As evidências disponíveis a favor da lipoaspiração para o lipedema ainda não documentam a sua eficácia de forma suficientemente clara para justificar sua utilização de forma rotineira. O seu benefício terapêutico a longo prazo ainda não foi confirmado, com estudos em centros médicos pelo mundo, ainda em evolução.
Na Alemanha, pacientes com lipedema estagio III atendendo a determinados critérios, tem indicação formal de lipoaspiração para tratamento do lipedema.

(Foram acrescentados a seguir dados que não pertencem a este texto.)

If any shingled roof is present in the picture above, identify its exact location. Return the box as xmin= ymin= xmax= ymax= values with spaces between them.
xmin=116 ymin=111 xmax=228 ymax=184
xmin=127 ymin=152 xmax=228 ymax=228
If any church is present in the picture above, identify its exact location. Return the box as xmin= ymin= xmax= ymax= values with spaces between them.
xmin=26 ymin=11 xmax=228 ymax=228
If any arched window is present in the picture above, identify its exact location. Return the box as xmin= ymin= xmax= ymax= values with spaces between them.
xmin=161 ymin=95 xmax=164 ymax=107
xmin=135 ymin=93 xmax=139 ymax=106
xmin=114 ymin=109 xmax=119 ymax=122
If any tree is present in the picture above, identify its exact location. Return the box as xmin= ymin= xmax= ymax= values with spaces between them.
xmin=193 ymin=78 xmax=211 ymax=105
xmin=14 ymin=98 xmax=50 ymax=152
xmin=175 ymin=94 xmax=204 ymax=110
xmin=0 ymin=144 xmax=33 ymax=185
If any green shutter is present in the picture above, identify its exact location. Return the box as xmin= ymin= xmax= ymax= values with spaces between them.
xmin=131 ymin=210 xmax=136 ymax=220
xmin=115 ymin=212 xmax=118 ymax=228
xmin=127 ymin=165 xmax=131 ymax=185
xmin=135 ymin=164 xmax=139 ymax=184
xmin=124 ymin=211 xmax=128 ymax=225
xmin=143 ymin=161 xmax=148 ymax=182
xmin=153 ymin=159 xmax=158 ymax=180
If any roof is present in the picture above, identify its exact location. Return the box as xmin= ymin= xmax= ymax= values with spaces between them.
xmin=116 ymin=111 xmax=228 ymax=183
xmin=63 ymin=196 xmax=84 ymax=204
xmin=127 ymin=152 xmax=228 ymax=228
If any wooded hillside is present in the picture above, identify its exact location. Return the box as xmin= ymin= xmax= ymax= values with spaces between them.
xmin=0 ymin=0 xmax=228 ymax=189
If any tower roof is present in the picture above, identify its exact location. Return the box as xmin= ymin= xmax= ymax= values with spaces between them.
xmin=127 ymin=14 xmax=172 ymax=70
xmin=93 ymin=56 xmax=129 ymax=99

É importante salientar que o Índice de Massa Corporal (IMC) tem utilidade limitada na tomada de decisão e conduta em pacientes com lipedema. Em pacientes em qualquer estágio do Lipedema cujo peso exceda 120 kg ou cujo IMC exceda 32 kg/m² devem ser tratados para obesidade de acordo com as diretrizes atuais antes que a indicação potencial para lipoaspiração seja considerada. A lipoaspiração deve ser realizada com técnica especifica visando poupar os vasos linfáticos.
Em casos mais avançados de Lipedema acompanhando de Linfedema, a lipoaspiração pode ser ineficaz devido a grande fibrose tecidual, sendo necessário a abordagem aberta para retirada do tecido.
Comentarios Dr Isaias
É de extrema importância a adequada avaliação para o diagnóstico e tratamento do Lipedema. A abordagem destes pacientes é multidisciplinar visando sua melhora.
O Lipedema é uma doença crônica que muitas vezes proporciona quadros crônicos de dor, no entanto, as técnicas e tratamentos atuais para “Dor crônica”, utilizadas por especialista em Medicina da dor, não apresentam sucesso no tratamento deste perfil de paciente.
Se o paciente tem dor, o primeiro passo é descobrir a causa e não focar apenas no tratamento da mesma. Se um diagnostico lhe foi dado e o tratamento não foi efetivo, provavelmente o diagnostico não está correto. Se você tem dor no joelho e ou quadril, procure um especialista.